Napoleon Sarony via Wikimedia Commons // Public Domain
After the death of his wife, Farini performed a few shows, but he was shaken and disappeared for a while into South America. In 1866, he crossed the Atlantic and began performing again in England with a new partner—his adopted 10-year-old son, who went by the name El Niño. He and his son became The Flying Farinis, a popular trapeze act performing at Cremorne Gardens and the Alhambra Palace in London. One of the highlights of the act was when his son would hang from a trapeze by the nape of his neck, all the while playing a drum high above the crowd. (As an aside, in 1870 El Niño began performing in Paris as "The Beautiful Lulu, the girl Aerialist and Circassian Catapultist." Lulu received dozens of marriage proposals over the next eight years, until revealing his true gender identity in 1878.)
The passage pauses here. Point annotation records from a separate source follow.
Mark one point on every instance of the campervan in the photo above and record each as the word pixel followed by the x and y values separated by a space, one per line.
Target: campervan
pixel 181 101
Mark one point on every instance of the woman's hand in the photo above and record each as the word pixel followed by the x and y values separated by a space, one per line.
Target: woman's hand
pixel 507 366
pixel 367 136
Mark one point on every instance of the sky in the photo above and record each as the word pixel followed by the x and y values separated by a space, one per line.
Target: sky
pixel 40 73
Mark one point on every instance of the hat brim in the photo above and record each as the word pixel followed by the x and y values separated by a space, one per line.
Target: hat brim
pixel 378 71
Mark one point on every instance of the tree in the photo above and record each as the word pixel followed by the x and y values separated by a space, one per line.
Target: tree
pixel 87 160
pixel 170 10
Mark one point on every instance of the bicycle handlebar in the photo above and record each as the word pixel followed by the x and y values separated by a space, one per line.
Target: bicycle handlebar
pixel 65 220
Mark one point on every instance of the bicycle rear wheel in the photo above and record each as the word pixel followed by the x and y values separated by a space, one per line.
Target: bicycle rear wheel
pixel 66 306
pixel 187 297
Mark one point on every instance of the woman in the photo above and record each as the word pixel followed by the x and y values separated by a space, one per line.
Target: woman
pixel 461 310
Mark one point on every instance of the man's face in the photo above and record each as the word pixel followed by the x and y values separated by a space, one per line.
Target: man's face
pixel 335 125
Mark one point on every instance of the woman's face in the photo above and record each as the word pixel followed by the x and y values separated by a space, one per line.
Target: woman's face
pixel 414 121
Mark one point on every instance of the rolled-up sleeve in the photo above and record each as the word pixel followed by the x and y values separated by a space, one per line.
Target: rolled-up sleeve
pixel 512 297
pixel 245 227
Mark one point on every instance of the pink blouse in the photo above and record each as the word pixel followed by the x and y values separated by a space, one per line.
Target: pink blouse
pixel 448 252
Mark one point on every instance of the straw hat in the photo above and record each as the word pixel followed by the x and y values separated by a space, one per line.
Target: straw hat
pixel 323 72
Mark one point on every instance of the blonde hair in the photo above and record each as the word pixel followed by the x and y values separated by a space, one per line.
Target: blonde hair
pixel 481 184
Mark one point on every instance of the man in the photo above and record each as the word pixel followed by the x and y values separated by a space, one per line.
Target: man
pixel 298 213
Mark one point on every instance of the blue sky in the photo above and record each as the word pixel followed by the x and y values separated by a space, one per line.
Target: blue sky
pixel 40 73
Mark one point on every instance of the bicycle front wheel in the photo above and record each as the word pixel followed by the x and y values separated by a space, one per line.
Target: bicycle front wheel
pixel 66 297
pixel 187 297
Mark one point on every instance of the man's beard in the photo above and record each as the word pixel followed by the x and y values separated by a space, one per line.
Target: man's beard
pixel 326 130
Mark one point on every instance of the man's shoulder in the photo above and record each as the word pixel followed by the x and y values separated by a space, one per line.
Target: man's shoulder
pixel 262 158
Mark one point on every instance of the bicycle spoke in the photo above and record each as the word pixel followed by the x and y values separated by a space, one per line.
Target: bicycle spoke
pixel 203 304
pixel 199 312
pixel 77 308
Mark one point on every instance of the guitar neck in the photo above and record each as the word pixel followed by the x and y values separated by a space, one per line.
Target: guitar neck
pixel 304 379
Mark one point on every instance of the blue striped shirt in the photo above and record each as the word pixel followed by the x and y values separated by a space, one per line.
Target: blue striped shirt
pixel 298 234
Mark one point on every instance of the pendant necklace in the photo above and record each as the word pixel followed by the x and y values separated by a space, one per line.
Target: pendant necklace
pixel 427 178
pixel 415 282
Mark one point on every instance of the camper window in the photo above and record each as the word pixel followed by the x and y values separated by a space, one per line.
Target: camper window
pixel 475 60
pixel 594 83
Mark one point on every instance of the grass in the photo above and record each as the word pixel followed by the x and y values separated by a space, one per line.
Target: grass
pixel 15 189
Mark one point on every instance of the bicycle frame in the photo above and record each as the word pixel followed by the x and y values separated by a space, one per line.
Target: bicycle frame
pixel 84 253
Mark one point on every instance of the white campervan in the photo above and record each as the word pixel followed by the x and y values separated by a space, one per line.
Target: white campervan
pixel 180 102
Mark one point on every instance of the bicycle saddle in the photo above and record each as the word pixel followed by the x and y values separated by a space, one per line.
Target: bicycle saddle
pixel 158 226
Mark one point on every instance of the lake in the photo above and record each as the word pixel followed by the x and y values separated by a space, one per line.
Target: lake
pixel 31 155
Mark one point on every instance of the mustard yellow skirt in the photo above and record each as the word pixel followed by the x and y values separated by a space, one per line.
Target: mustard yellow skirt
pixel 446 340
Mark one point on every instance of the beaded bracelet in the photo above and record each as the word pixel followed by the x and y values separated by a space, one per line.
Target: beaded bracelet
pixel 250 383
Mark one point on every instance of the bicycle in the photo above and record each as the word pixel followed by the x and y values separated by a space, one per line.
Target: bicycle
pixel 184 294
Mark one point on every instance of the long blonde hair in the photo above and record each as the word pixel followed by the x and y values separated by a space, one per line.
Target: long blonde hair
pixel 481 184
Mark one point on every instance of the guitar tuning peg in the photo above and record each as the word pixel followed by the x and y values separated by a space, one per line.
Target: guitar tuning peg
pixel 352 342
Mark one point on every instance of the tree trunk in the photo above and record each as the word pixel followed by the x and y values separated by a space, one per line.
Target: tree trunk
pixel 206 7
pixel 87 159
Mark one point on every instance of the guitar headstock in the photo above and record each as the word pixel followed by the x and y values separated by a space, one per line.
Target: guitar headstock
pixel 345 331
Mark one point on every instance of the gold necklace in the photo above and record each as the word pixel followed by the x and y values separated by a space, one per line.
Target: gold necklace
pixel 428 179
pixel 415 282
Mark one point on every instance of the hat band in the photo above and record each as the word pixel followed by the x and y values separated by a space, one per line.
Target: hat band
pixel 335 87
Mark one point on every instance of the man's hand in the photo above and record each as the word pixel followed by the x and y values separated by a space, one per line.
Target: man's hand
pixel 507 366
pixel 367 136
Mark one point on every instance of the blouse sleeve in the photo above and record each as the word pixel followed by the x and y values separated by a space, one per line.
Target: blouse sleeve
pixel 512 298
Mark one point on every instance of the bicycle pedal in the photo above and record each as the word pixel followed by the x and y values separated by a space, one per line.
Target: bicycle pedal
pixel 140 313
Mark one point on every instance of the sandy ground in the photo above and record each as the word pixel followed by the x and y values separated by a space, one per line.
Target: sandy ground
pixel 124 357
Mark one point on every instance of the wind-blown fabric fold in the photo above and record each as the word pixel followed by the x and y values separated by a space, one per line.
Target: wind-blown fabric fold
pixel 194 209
At age 31, the Great Farini retired from performing stunts and turned his attention to training, managing, and inventing. He came up with the apparatus to make a "human cannonball" act possible. His teenage protégé Zazel was the first to go flying across an arena, blasted from a cannon. Farini is also credited with, variously, inventing the modern parachute, a folding theater seat, better gun cartridges, types of telegraph equipment, and an efficient watering can. He also came up with improvements to steam engines and can-packing machines. At age 33, Farini married again. Although his union with Alice Carpenter produced two sons, they divorced in 1880.
Ever the showman, Farini also put together an exhibition of human oddities, including Krao, the Missing Link; the Man with the Iron Skull; the World's Most Tattooed Man, and Dwarf Earthmen (actually pygmies from Africa). He put together the spectacle in the 1870s to help the struggling Royal Westminster Aquarium, and paying customers came flocking in.
His exploits continued when he traveled to the Kalahari Desert in southern Africa in 1885. With his adopted son along as photographer, Farini claimed to have discovered the ruins of an ancient kingdom. The tribespeople of the sandy savannah had claimed that there was once an ancient civilization there. In London, Farini mounted an exhibition of the photos "revealing" The Lost City of the Kalahari. He later published a book on his explorations titled Through the Kalahari Desert. It's never been conclusively proven that the mysterious ancient kingdom was real.
WellcomeImages via Wikimedia Commons // Image credit CC BY 4.0
In addition to all his other interests, Farini was fascinated with botany. He collected bulbs and seeds from his travels, and published Ferns Which Grow in New Zealand (around 1875) and How to Grow Begonias in 1897. He was also a keen businessman, and served as second vice-president of the Rossland Gold Mining Development and Investment Company. He invested his own earnings in mining operations.
Through his vast travels, he mastered seven languages, which proved to be a needed talent in World War I—he and his wife Anna (whom he married in 1886) were hired to translate stories from German newspapers related to the war effort.
In his eighties, living back in Port Hope, Farini took up oil painting. His work was so skilled that it hung in the Canadian National Exhibition. When he died from the flu at age 90 in Port Hope, Ontario, it could truly be said that Farini had lived a great life—there was never a dull moment.